6 As part of its wider reduction of import tariffs, the SAP greatly reduced the cost of importing motor vehicles into Uganda. As a result, and following a general pattern across Africa, huge numbers of reconditioned Japanese vehicles (most of them made by Mitsubishi, Nissan and Toyota) were brought in via markets in the Middle East.

7 Usually by simply throwing them out of the window, and honking the horn, as he passed their destination.

8 Previously, extended stops were made only on the way back to Bugamba on the weekly market day (Friday), and only then, for the time that it took to load up passengers' purchases into the taxis.

9 All of these services were always much cheaper in Nyeihanga than in Mbarara.

10 The failure by any resident to come promptly to the dead person's home once the fire had been lit, or to stay and help out with the preparations for the funeral, resulted in either a heavy fine, or a beating.

11 I am not suggesting that mobile phones were the only things to have altered burial practices during this period. However, in altering the ways in which burial announcements are communicated to distant others, their effects certainly have been transformative.
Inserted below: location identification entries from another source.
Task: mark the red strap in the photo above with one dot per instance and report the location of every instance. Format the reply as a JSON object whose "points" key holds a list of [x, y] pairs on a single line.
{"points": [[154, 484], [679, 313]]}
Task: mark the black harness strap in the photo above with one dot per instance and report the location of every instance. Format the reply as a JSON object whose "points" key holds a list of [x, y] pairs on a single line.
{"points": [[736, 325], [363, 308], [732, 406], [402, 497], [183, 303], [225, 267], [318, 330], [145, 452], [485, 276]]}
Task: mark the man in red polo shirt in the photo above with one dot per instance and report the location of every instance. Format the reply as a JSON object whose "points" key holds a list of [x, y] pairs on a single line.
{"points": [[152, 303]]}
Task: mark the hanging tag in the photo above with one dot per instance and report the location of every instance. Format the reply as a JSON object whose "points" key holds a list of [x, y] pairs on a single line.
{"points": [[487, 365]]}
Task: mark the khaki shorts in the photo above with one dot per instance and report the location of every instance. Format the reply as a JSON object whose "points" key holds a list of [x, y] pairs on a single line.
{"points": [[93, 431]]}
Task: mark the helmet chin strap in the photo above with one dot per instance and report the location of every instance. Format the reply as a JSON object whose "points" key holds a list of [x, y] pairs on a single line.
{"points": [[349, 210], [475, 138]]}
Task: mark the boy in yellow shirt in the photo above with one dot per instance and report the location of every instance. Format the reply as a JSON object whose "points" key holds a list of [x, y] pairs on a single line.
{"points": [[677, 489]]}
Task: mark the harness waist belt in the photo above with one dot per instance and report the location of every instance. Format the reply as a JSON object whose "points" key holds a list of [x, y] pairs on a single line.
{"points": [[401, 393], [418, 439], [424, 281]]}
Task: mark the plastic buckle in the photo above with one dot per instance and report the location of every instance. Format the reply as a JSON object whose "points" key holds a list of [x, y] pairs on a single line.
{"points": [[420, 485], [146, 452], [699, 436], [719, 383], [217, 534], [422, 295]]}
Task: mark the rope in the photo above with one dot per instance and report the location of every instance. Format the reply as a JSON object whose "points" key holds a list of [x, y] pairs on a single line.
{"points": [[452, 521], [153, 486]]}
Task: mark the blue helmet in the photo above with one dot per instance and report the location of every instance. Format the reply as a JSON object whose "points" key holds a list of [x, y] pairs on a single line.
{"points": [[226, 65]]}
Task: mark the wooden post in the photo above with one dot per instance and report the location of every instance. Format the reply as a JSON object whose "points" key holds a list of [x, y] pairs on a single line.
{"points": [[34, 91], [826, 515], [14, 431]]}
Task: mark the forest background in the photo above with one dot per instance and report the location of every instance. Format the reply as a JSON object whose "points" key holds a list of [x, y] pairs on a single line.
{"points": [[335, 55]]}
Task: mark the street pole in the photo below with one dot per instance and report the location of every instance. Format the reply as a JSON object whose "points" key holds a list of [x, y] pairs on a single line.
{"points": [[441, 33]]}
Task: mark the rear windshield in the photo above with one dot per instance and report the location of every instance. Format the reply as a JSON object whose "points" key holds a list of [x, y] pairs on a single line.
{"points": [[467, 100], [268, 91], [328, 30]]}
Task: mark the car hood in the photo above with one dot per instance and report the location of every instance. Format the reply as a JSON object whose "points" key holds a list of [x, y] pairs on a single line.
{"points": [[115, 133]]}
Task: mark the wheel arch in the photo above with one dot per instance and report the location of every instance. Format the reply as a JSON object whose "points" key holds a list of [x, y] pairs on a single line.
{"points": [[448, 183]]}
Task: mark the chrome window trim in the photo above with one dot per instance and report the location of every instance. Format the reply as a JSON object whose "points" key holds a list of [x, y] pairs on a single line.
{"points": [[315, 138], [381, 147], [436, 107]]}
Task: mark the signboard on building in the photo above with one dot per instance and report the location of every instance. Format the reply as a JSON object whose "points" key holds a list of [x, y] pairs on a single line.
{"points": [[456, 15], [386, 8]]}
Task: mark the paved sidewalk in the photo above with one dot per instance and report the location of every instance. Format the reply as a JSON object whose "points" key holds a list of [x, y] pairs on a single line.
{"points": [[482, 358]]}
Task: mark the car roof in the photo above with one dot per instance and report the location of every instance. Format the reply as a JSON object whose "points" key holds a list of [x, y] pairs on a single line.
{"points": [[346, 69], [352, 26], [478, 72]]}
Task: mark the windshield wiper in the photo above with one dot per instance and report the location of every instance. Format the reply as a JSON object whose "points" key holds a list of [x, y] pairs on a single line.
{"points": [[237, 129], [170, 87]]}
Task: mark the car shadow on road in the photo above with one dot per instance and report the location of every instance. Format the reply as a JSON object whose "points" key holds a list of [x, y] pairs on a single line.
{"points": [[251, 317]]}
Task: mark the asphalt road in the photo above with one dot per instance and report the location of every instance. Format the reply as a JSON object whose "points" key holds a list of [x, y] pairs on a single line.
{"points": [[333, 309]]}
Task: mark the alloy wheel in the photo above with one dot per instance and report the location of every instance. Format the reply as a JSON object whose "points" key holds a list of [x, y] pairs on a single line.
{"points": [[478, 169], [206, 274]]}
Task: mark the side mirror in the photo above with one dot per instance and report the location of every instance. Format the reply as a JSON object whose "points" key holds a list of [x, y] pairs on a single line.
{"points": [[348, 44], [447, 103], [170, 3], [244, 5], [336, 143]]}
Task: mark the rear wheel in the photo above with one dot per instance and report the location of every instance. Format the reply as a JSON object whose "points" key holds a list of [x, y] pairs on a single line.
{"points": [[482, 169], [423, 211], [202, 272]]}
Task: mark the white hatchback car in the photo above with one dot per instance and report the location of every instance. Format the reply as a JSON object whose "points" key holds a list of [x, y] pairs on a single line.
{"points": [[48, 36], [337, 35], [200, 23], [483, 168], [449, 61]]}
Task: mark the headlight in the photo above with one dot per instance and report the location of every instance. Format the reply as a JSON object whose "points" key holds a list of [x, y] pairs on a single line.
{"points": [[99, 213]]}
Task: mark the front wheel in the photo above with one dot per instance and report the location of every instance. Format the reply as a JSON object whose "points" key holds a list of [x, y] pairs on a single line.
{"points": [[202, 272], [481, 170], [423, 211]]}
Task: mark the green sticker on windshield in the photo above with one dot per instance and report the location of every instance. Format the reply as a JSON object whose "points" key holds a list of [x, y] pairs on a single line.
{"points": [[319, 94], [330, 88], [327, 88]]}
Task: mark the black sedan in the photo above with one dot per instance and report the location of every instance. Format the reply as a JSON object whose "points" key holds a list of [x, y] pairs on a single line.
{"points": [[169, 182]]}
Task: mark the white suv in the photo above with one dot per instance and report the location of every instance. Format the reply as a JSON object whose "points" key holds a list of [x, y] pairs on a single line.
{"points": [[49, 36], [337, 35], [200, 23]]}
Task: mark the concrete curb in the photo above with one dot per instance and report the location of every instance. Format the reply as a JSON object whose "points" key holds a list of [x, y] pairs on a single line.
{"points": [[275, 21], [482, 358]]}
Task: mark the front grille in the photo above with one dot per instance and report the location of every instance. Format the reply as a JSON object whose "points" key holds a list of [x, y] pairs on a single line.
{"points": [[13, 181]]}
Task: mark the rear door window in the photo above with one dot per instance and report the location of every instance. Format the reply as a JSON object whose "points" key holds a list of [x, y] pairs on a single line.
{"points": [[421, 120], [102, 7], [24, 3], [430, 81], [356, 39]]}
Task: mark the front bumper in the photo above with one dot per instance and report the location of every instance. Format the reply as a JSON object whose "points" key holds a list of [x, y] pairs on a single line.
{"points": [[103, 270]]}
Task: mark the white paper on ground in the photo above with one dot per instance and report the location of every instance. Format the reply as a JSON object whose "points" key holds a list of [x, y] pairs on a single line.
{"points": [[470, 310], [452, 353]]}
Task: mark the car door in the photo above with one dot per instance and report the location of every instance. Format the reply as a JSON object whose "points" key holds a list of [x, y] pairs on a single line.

12 All burial ledgers are always very carefully kept within a household. In many instances, they are the only written documents that a household possesses, aside from church documents such as baptism and marriage certificates. It is beyond my scope here to provide an exhaustive analysis of these burial ledgers. However, it is worth noting that because of how they are produced, any collection of these ledgers will provide important insights into the relative socio-economic position of the household in which it is stored, and into how that household's position may have changed over time.

13 In addition, I noted that some of the payments had been made by people who didn't attend in person, via mobile money.